Insgesamt 132 Bewertungen
Bewertung vom 07.09.2021
Wellenflug
Neumann, Constanze

Wellenflug


sehr gut

Bei dem Buch handelt es sich um eine Familiengeschichte, in deren Mittelpunkt zwei Frauen stehen. Im ersten Teil des Buchs ist der Fokus auf Anna gelegt. Ihr Lebensweg ist der einer Tochter aus großbürgerlichem Haus: Wie es von ihr erwartet wird, heiratet sie in eine wohlhabende jüdische Familie ein und bekommt mehrere Kinder, von denen ihr Sohn Heinrich, ein spielversessener Hallodri, eine einzige Enttäuschung ist. Als er sich dann noch in die aus einfachen Verhältnissen stammende Marie verliebt, kann Anna das nicht akzeptieren.
Im zweiten Teil des Buchs steht Marie im Fokus. Sie liebt Heinrich und folgt ihm, wohin auch immer es ihn verschlägt. Die Wirren des ersten Weltkriegs bringen das Paar aus den USA zurück nach Deutschland – ein durch die Wirtschaftskrise und den erstarkenden Judenhass geprägtes Land.
Die Autorin verarbeitet in „Wellenflug“ ihre eigene Familiengeschichte.

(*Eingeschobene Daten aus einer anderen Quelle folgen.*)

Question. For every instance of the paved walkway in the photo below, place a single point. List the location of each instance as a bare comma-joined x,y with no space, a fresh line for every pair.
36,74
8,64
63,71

Ihrer eigenen Aussage nach hat sie sehr viel recherchiert, die Mitglieder ihrer weit verzweigten Familie interviewt und auch mit Historikern zusammengearbeitet. „Anna“ deckt die Zeit von 1864 – 1905 ab, „Marie“ schließt mit 1905 – 1957 daran an.
Für mich lebt die Geschichte vor allem von dem Reiz der Authentizität der Familiengeschichte. Abgesehen von diesem Aspekt fand ich den Roman wenig spannend, es fehlte mir der rote Faden, die Handlung plätschert so an der Oberfläche dahin. So ist das Buch von allem etwas: Frauenschicksal, Generationenkonflikt, Familienchronik, Zeitroman und bei allem fehlt die Tiefe.
Der sehr angenehme Schreibstil der Autorin macht dieses Manko jedoch wett und so habe ich das Buch mit großem Vergnügen gelesen.
Leser*innen, die gern gut geschriebene Familiengeschichten vor historischem Hintergrund lesen möchten, sei "Wellenflug" uneingeschränkt empfohlen!

Bewertung vom 12.08.2021
Die Teehändlerin / Die Ronnefeldt-Saga Bd.1
Popp, Susanne

Die Teehändlerin / Die Ronnefeldt-Saga Bd.1


sehr gut

Das Cover wirkt auf mich leider etwas einfallslos und reiht sich nahtlos ein in die Reihe ähnlich gestalteter Bücher, die meist in Reihen wie "Ikonen ihrer Zeit" oder "Frauen zwischen Kunst und Liebe" erscheinen und deren Handlung - eine mutige Frau setzt sich gegen Widerstände durch - absolut vorhersehbar ist. Im Grunde funktioniert "Die Teehändlerin" genau nach demselben Schema. Trotzdem sticht das Buch aus der Menge der anderen Frauenschicksal-Bücher vor historischem Hintergrund heraus.
Die Geschichte ist in Frankfurt im Jahr 1838 angesiedelt. Als der Teehändler Tobias Ronnefeldt zu einer langen Chinareise aufbricht, ist seine Frau Friederike gezwungen, sich um die Geschicke der Firma zu kümmern. Das ist gar nicht so einfach, denn sie ist schwanger und der neue Prokurist entpuppt sich als ziemlich zwielichtige Gestalt.
Durch seinen flüssigen Schreibstil liest sich das Buch sehr angenehm. Die Schauplätze sind gut und authentisch beschrieben und der / die Leser*in fühlt sich direkt in das Frankfurt des 19. Jahrhunderts zurückversetzt. Man erfährt viel über die Stadtgeschichte, den Teehandel und die Firma Ronnefeldt und so ist das Buch nicht nur unterhaltsam, sondern auch als historischer Roman sehr interessant.
Die Protagonistin Friederike ist als moderne, vergleichsweise starke Frau ohne merkliche Ecken und Kanten geschildert, ihr Gegenspieler offenbart gleich am Anfang seine Durchtriebenheit. So habe ich beim Lesen des Romans keine großen Überraschungen erlebt, mich aber ausgezeichnet unterhalten gefühlt.
Die Verbindung von historischem Roman, Frauenschicksal, Stadt- und Firmengeschichte ist der Autorin sehr gut gelungen und macht "Die Teehändlerin" zu einem tollen Schmöker und lehrreichen Lesevergnügen.